With pistons, give them the Vin and they should be able to pull it up.
Unless you are going oversized, then just get your .5 or 1.0.
If you get stuck, I'll go through my notes to see if I can help.
Cheers
Thanks! Actually it will be difficult, because the engine has been swapped to a diesel troopy, so the VIN is from a HZJ75. I am trying the get the VIN from the donor. Will keep it posted.

Cheers
 
Thanks! Actually it will be difficult, because the engine has been swapped to a diesel troopy, so the VIN is from a HZJ75. I am trying the get the VIN from the donor.
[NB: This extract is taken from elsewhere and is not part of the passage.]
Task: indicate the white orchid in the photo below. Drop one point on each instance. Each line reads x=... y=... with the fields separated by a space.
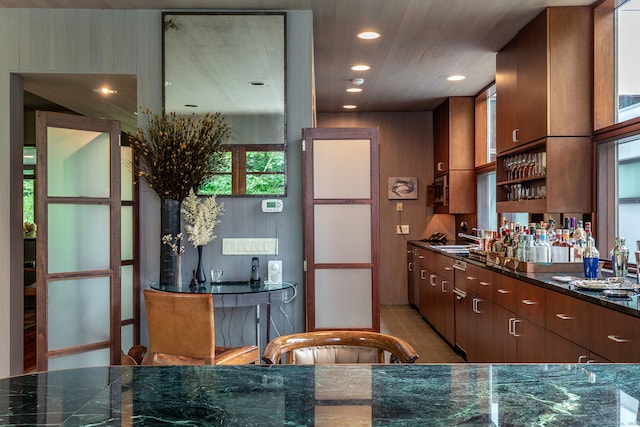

Will keep it posted.

Cheers
What do the bores look like?
If no ridge and still on tight end of stock and pistons still good, re-ring and hone.
If bores worn, go 0.5 over and order accordingly.
Good luck
 
Slight difference in sizes between mark 1-3.
Same like the bearings, you need to add the number on the block vs crank to get your number.
Pistons, I think it's number on piston or number on piston plus number on block.
With pistons, give them the Vin and they should be able to pull it up.
Unless you are going oversized, then just get your .5 or 1.0.
If you get stuck, I'll go through my notes to see if I can help.
Cheers
Engine number is 1FZ0196354
 
What do the bores look like?
If no ridge and still on tight end of stock and pistons still good, re-ring and hone.
If bores worn, go 0.5 over and order accordingly.
Good luck
Actually the guy on the machine shop, doesn't want to go oversize, and wants to rebore, like in a 3B. I told him Toyota doesn't sell liners for the 1FZ, and I told him that engine is not meant to have a liner replacement.
What's your thought on this?
 
Actually the guy on the machine shop, doesn't want to go oversize, and wants to rebore, like in a 3B. I told him Toyota doesn't sell liners for the 1FZ, and I told him that engine is not meant to have a liner replacement.
What's your thought on this?
Then he doesn't seem to understand the 1fz engine.
It has 0.5 and 1.0mm over bore options only, no sleeves for this engine.
Unless it's already bored to 1.0 over and needs refresh. This is the only time I would even consider engineered aftermarket sleeves as a last resort to keep it on the road.
Stick to Toyotas recommendations, they knew what they where doing, and spent Billions in R and D.
Now comes "Peter" in his little shop and thinks he knows better.
 
Then he doesn't seem to understand the 1fz engine.
It has 0.5 and 1.0mm over bore options only, no sleeves for this engine.
Unless it's already bored to 1.0 over and needs refresh. This is the only time I would even consider engineered aftermarket sleeves as a last resort to keep it on the road.
Stick to Toyotas recommendations, they knew what they where doing, and spent Billions in R and D.
Now comes "Peter" in his little shop and thinks he knows better.
Totally agree with you. Will have a "discussion" with "Peter".
Cheers
 
GREAT! If I go +0,5 I don't have to bother on mark 1 or 2
Yes, engine is already dismantled at the machine shop. I am currently sourcing parts.
Cheers!
Yes correct, if you go oversized you don't need to worry about mark 1.
Check small ends now, they were a bitch to find for me, lucky mine were still good.
Replace valve guides, I didn't and paid for it.
Heat up pistons to 82 degrees to get gudgeon pin in and out, otherwise you damage pistons, pins, bushes and other things.
Check the bushing for the oil pump gear in the block, protect it as there is no replacement part.
Main bearing bolts are also a bitch to find, I used my old ones and all is OK, but would have preferred new.
These were the biggest issues off the top of my head.